Venant du premier des magistrats de la plus haute instance judiciaire, la sentence interroge. Ou plutôt, elle n’étonnerait que ceux qui, rarissimes, n’ont pas eu un jour maille à partir avec les juges des tribunaux de paix, de Grande instance ou Cours d’appel. La Cour de cassation elle-même excelle désormais dans l’art d’accorder à tour de bras la liberté provisoire à la stupéfaction unanime d’une opinion nationale scandalisée. Une liberté provisoire qui, en réalité, est la voie royale d’accorder une relaxe pure et simple.
Pour preuve : les bénéficiaires de la liberté provisoire-relaxe ne sont plus jamais rappelés devant le juge. Leurs dossiers sont classés sans suite. Et pour cause. Cette catégorie de justiciables privilégiés se recrute dans les cercles du pouvoir où se côtoient intouchables et pourvoyeurs à la ronde de fonds détournés. Leur séjour, généralement court à la prison centrale Makala (et confortable dit-on) ne sert qu’à jeter la poudre aux yeux des masses, avant une libération en fanfare des criminels économiques devenus blancs comme neige.
La croisade entreprise par Dieudonné Kamuleta peut être perçue comme les prémices de la longue et périlleuse lutte de dépolitisation d’une justice à la dérive. Pas seulement. Il s’agit de lui faire opérer une mue radicale et la débarrasser des oripeaux déshonorants de la corruption qui la plombent jusqu’à la moelle.

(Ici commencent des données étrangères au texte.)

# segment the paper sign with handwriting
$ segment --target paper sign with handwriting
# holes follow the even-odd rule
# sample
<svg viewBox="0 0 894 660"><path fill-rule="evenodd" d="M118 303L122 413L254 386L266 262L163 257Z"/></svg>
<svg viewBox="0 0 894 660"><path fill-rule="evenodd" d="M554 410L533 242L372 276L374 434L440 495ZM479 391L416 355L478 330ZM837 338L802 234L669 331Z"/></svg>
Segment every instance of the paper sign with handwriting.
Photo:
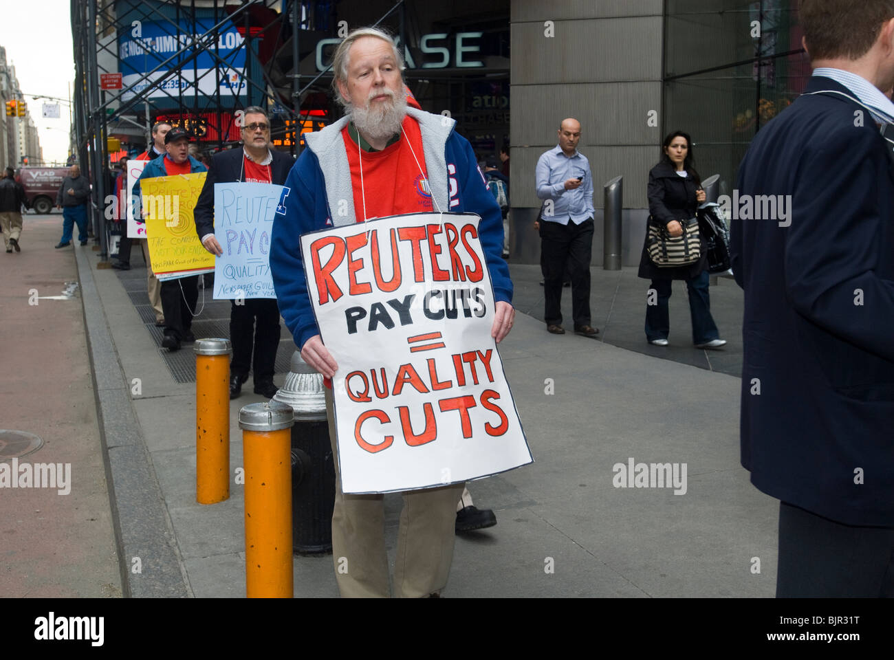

Le président de la Cour constitutionnelle est au fait que les prisons surpeuplées hébergent souvent des auteurs de petits larcins ou des auteurs d’infractions mineures qui mériteraient des peines de travaux communautaires ou d’emprisonnement avec sursis. Sauf que la justice en RD Congo sert d’abord à humilier les mis en cause, surtout si les poursuites à leur encontre exhalent un parfum politique.